Die FRAPA (Format Recognition and Protection Association) ist ein internationaler Produzentenverband mit dem Ziel der Stärkung des Formatschutzes. Der Verband wurde im Jahr 2000 in Monaco gegründet und hat seinen Geschäftssitz seit 2013 in Amsterdam. Ute Biernat, Geschäftsführerin von UFA SHOW & FACTUAL war von 2006 bis 2013 Vorsitzende der FRAPA.
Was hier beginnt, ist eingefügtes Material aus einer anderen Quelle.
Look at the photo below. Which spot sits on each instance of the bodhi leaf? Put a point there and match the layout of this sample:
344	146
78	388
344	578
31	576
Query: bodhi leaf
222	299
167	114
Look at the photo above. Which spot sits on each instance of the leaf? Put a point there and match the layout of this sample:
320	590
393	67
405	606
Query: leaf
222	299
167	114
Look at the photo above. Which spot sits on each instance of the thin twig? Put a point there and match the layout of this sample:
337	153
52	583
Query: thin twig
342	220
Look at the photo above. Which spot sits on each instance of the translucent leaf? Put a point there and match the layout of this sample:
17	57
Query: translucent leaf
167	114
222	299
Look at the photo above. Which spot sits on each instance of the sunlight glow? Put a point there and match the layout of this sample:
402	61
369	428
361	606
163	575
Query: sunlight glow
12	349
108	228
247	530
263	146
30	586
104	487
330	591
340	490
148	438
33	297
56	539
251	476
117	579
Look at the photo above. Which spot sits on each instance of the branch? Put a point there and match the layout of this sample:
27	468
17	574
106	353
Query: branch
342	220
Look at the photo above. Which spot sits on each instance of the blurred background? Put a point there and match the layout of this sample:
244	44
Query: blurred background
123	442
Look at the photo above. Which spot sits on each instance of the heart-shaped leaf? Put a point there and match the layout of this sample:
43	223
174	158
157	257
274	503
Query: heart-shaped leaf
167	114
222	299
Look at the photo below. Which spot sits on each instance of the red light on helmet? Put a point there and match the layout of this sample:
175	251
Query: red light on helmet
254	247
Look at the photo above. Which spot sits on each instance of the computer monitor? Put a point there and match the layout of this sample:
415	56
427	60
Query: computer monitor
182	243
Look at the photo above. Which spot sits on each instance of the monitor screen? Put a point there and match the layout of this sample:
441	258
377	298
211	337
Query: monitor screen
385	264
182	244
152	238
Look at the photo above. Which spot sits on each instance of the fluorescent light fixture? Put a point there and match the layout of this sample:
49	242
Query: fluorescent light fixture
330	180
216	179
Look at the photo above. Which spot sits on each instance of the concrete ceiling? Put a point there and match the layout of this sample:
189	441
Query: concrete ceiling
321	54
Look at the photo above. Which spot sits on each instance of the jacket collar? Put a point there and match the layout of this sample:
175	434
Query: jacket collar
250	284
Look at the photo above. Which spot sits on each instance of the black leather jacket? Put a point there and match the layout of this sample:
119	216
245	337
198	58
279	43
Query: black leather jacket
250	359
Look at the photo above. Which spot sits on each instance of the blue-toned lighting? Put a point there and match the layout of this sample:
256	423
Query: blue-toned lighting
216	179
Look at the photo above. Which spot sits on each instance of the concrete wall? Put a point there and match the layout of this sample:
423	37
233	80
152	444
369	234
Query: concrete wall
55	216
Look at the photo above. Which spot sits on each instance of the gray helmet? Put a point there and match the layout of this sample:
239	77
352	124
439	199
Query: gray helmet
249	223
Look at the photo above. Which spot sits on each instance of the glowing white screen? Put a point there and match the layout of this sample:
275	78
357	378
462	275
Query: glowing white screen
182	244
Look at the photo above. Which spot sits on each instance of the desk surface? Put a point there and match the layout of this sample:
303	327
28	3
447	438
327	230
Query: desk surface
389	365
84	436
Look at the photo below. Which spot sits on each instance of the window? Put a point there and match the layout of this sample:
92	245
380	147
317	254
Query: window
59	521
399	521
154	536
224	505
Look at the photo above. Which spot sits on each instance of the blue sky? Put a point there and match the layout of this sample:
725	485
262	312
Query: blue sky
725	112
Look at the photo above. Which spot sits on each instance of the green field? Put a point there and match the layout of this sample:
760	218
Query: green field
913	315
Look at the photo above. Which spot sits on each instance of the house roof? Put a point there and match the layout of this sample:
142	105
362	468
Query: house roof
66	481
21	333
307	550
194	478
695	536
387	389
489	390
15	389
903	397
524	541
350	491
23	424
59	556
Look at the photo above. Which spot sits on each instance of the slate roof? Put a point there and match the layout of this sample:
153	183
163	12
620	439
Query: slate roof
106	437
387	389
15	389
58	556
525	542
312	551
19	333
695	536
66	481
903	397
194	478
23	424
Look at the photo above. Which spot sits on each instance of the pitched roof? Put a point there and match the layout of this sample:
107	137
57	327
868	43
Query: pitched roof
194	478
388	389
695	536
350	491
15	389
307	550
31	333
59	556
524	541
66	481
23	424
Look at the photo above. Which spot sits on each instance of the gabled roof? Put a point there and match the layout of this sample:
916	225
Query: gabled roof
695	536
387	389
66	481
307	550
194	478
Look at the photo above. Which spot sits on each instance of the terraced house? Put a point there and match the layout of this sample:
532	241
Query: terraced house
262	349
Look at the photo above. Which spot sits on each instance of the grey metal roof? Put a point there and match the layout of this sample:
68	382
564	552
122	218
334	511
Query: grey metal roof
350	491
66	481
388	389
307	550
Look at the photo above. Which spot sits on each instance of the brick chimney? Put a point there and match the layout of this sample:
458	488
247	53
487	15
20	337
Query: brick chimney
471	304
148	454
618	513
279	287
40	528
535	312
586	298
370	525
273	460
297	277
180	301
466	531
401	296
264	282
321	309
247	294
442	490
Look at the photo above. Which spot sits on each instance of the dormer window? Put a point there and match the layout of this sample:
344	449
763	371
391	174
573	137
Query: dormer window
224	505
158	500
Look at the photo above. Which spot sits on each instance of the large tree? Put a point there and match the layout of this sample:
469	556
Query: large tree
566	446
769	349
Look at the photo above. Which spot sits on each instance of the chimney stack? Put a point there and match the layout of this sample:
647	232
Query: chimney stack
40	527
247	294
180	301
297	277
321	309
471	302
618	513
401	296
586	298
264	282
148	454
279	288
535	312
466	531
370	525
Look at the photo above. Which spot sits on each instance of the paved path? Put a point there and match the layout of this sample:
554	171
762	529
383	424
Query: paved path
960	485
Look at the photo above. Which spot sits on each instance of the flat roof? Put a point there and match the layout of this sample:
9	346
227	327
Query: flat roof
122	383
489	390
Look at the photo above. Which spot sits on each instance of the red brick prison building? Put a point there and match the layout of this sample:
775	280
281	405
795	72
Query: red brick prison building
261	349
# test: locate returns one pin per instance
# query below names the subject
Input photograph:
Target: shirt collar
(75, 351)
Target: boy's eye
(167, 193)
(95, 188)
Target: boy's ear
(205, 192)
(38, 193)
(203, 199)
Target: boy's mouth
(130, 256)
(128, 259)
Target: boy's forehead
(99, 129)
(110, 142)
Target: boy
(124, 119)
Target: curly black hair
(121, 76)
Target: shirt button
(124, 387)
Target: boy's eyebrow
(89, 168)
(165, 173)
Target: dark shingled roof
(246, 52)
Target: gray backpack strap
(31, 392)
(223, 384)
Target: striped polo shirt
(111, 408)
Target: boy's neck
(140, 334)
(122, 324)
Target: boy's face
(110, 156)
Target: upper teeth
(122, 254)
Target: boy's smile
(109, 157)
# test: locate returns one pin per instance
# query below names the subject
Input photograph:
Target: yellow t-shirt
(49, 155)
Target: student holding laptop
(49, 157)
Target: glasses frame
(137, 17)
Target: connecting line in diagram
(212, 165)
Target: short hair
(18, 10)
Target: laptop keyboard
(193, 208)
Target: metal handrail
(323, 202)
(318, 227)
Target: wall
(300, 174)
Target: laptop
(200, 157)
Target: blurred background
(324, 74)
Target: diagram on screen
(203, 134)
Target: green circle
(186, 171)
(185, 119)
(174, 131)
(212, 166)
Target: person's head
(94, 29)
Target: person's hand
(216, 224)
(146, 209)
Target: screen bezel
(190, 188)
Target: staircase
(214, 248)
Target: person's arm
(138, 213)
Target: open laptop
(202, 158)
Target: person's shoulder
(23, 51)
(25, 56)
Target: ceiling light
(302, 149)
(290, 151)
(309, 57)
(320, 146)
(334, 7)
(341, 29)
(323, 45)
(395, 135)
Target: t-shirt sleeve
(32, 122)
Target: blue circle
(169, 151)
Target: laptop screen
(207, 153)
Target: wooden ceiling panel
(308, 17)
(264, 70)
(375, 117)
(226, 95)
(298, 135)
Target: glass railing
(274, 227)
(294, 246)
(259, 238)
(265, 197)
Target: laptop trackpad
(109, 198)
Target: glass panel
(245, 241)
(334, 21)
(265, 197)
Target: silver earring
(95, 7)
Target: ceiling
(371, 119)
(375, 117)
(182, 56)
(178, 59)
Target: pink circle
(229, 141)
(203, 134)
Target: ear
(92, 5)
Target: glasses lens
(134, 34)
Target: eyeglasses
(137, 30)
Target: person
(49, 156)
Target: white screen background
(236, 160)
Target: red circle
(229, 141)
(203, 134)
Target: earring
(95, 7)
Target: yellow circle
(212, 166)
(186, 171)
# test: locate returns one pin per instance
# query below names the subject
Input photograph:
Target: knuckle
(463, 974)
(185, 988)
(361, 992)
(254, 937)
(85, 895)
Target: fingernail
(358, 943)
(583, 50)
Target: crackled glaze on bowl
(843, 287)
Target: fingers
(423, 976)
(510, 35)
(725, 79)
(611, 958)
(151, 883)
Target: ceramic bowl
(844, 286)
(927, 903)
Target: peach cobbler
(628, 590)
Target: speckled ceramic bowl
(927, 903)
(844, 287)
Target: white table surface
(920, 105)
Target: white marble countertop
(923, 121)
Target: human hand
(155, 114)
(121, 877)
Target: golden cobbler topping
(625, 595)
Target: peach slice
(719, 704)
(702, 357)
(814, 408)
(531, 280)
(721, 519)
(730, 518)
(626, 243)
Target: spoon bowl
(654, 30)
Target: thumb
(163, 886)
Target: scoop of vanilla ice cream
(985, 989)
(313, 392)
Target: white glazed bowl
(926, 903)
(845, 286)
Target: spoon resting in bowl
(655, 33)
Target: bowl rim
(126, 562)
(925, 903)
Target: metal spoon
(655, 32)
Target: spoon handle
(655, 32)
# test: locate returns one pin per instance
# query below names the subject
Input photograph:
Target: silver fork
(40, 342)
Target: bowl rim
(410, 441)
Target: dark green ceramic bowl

Zu den FRAPA-Mitgliedern zählen rund 100 Fernsehproduktionsfirmen aus über 30 Ländern. Hierzu gehören in Deutschland unter anderem die Produktionsfirmen BRAINPOOL TV GmbH, UFA SHOW GmbH oder Granada Produktion für Film und Fernsehen GmbH. Weitere internationale Mitglieder sind z.B. Distraction Formats (Kanada), Entertainment Store (Australien), Nordisk Film Production (Dänemark), FremantleMedia (UK), Endemol International (Niederlande), Robert Chua Production House Company (China), Fox Reality Channel (USA) oder Armoza International Media (Israel).

Warum Formatschutz?

Der weltweite Handel mit Fernsehformaten boomt. Das Problem: Die aktuelle rechtliche Situation bietet keine ausreichende urheberrechtliche Regelung zum Kopierschutz von Fernsehformaten. Aus diesem Grund engagiert sich die FRAPA für die Anerkennung von Fernsehformaten als geschützte Werke und für eine angemessene Beteiligung der Urheber an dem wirtschaftlichen Nutzen, der aus ihrem Werk gezogen wird.

Aufgaben der FRAPA

Die FRAPA setzt sich dafür ein, dass Formate als intellektuelles Eigentum respektiert und geschützt werden. Bei Formatstreitigkeiten bietet der Verein Mediationen an. In den letzten Jahren konnten so 80 Prozent der Fälle außergerichtlich gelöst werden.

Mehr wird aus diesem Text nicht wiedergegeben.